Improved substitution matrix for protein sequences
The LG substitution matrix, which incorporates variability of evolutionary rates across sites in the matrix estimation was shown to outperform other substitutions matrices for proteins (21). The LG matrix was added to Rate4Site and is offered in the new version of ConSurf in addition to the previous substitution models: JTT (22), Dayhoff (23), WAG (24), mtREV (25) and cpREV (26).
Improved selection of homologous proteins
The accuracy of conservation scores is directly influenced by the amount and quality of sequence data available in the MSA and the relatedness between the homologous sequences themselves and the sequence of interest. For example, using homologous sequences with different functions might blur the signal. One of the important changes in the new version of ConSurf is the addition of a clear and intuitive interface that helps controlling which of the sequences are included in the analysis. These improvements include:
- A variety of sequence databases.
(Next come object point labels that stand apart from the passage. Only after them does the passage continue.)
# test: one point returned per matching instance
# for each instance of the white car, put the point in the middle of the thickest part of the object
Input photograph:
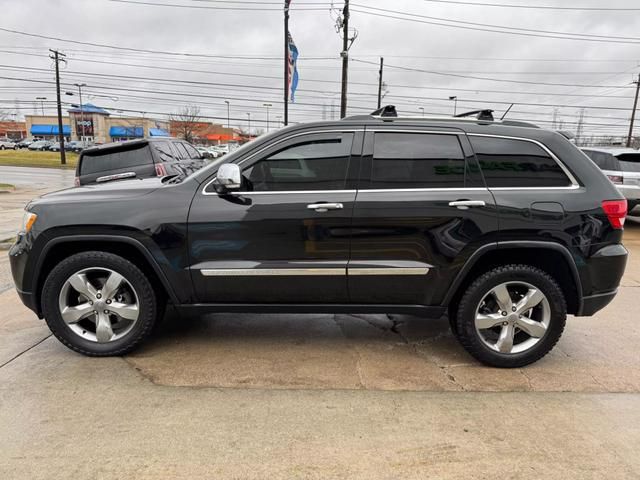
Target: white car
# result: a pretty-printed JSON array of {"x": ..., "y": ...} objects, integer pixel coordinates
[
  {"x": 6, "y": 143},
  {"x": 622, "y": 166}
]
The server offers the user the option to search for relevant sequences in several automatically updated sequence databases including: (i) SWISS-PROT (default) (27); (ii) A filtered version of the uniprot database (28); (iii) uniprot (29) (iv) UniRef90 in which redundant sequences were removed at level of 90% identity (30); (v) the NCBI non-redundant (nr) database.
- Manual selection of sequences for the analysis. After searching for homologous sequences, the user can manually select the relevant sequences to be included in the analysis using a simple form that provides all the relevant data for the sequences found and links to external web resources.
- Removing redundant sequences. The user can specify the level of redundant sequences for removal. The sequences found are clustered by their level of identity using CD-HIT (8) and the cutoff specified by the user (default level is 95% identity). Only one sequence (the longest) from each cluster is used for the analysis.
- Automatic removal of remote homologues. The user can control the level of sequence identity for which a hit sequence is still considered a homologue. Filtration according to the sequence identity between the sequences found and the sequence of interest enables the user to filter out sequences that share significant alignment with the protein of interest, however, might have different function or structure. The default level is set to 35% identity, which is the upper bound of the ‘twilight zone’ for protein structures (31).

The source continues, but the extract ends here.